I wrote an article a long time ago on how to do Gongfu Cha Tea Brewing but I have decided to write another updated version.
- small brewing vessels (teapot) – 75ml (2.5oz) is about the right size for one person, 150ml (5oz) for two etc.
- correspondingly small teacups
- high leaf to water ratio
- short brewing times
- repeated infusions using the same tea leaves
If the teapot is too big, each person will drink more than one cup per infusion, too small and they will drink less than a cup per infusion. Gongfu cha works best if you have one or two cups per infusion.
In effect, it is drinking many small cups of tea, and tasting how the infusions develop over time. Drinking in this method, you will also drink a larger quantity of the tea liquor or tea soup as it is sometimes called, than if you were to drink the tea in a mug. It shows you how the leaves release their flavours gradually rather than all at once.
The minimum equipment that you will need:
- high quality loose leaf tea
- hot water
- small tea brewing vessel: teapot, gaiwan – Chinese lidded cup with a saucer, something that is small, heatproof and that preferably has a lid.
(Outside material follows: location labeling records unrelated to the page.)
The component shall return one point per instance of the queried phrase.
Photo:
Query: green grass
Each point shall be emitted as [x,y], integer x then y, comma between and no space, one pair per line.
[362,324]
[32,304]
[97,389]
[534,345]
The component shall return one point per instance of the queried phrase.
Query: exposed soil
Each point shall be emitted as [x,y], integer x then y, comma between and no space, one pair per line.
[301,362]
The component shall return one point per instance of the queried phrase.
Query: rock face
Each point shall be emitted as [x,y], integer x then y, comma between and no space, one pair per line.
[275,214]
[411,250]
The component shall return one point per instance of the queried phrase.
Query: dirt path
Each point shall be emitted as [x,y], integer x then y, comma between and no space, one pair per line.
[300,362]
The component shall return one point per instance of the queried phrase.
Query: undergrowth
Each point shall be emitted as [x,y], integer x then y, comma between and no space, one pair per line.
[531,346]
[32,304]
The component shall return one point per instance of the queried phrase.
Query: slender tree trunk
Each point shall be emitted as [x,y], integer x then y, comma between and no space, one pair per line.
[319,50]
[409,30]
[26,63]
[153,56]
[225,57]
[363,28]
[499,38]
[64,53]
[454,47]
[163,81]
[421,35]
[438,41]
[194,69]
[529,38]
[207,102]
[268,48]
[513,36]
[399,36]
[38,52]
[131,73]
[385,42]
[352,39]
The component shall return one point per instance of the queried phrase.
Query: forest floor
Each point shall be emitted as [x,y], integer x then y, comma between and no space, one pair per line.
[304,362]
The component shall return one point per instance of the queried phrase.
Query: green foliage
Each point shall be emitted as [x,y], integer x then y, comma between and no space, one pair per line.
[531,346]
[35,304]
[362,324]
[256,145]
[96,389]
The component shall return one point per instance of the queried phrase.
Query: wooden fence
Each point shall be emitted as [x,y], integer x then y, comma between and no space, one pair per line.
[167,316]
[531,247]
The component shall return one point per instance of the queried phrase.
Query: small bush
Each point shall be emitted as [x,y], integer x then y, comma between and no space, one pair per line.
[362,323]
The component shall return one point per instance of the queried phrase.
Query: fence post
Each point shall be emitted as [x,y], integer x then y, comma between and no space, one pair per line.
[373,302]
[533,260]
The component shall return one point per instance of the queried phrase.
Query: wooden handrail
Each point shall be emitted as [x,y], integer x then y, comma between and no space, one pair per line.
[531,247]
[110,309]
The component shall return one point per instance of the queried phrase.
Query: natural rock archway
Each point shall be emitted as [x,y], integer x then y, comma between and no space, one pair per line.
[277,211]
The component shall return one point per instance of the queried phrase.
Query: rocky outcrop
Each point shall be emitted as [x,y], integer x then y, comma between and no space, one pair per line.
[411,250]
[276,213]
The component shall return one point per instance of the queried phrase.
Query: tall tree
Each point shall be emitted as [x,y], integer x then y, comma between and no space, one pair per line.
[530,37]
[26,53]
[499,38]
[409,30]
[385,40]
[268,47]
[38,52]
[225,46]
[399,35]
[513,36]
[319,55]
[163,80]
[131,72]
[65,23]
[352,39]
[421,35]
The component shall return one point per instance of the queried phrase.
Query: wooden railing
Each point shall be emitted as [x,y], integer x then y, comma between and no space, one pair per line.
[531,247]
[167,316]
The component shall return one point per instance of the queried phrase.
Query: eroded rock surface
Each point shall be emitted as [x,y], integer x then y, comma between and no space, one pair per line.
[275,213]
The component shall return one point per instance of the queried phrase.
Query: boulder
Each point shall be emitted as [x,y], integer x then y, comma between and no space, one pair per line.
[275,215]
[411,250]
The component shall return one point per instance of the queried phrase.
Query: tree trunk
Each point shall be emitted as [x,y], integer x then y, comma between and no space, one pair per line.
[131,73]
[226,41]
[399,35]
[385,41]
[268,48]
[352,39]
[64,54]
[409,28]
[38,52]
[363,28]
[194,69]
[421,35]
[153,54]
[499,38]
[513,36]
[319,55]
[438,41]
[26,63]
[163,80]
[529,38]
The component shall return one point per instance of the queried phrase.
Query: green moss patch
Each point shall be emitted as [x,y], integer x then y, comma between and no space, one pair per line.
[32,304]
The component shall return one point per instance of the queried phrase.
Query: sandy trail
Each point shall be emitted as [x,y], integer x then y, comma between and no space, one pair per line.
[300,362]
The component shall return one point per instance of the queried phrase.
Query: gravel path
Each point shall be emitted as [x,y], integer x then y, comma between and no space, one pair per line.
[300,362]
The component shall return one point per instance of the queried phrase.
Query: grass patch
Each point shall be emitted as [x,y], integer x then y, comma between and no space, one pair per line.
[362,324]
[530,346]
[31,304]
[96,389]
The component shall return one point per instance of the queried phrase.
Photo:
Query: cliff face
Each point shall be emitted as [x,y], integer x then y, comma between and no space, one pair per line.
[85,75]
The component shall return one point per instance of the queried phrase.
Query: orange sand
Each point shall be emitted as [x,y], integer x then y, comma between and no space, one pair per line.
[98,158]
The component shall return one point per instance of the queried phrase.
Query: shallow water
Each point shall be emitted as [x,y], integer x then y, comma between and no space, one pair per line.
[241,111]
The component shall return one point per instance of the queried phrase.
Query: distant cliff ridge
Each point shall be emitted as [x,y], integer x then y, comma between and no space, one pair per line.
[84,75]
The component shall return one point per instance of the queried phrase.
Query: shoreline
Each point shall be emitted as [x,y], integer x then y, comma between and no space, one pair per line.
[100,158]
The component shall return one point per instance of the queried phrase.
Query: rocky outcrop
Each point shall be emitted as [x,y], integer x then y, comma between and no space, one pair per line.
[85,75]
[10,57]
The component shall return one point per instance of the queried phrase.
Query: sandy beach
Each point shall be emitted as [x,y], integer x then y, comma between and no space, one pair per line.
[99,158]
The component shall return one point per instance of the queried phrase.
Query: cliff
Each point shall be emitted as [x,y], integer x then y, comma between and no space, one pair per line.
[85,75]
- small teacups: Chinese teacups, espresso cups
- a bowl to dispose waste water into
- a serving jug, called a chahai in Chinese
- optional: sieve if the teapot does not have a filter. This is placed onto the chahai.
Gongfu cha can be done in many different ways, and made quite elaborate, decorative, and precise, by adding more equipment, decorations and steps. I am presenting here what I consider to be basic brewing technique, using minimal teaware.
Step 1: Preheat all the teaware. Pour hot water into the teapot, then from the teapot to the chahai, then into the cups, and finally dispose of it into the bowl.
Step 2: Put the tea into the preheated teapot. The quantity of tea that you use will depend on the category of tea and how strong you like your tea. I used about 1/6 of the capacity of the teapot, you can use more or less if you wish. A smaller teapot will allow you to drink stronger tea using less leaf. As this point, you can give it a shake and smell the aroma. I used our Roasted Honey Black Tea, and the aroma was dark chocolate and baking spices.
Step 3 (Optional): Rinse the tea. I did not rinse this tea because it is organic but if you wish to rinse your tea: pour hot water into the teapot and immediately discard into the bowl. You can use this to preheat the chahai and cups again if you wish, before discarding.
Step 4: Brew the tea: put fresh water into the teapot, and brew the tea. The temperature of the water and the time to wait for will again depend on the category of tea. In this case, a relatively long brewing time is recommended, around a minute or so for the first brew.
Step 5: Pour out and enjoy your first cup. Pour the tea out into the chahai, and then into the cups, and enjoy your tea. A sieve will catch any small fragments of tea leaves. The taste of this tea is toasty at first with the flavour of the roast, which then is replaced by a complex and fruity tastes as the infusions progress.
Step 6: Repeat steps 4 and 5 as many times as you wish, adding 30 seconds to a minute to the brewing time. If you find the tea too strong, you can reduce brewing time for the next infusion, and likewise if you find it too weak, you can increase brewing time, or even add more leaf.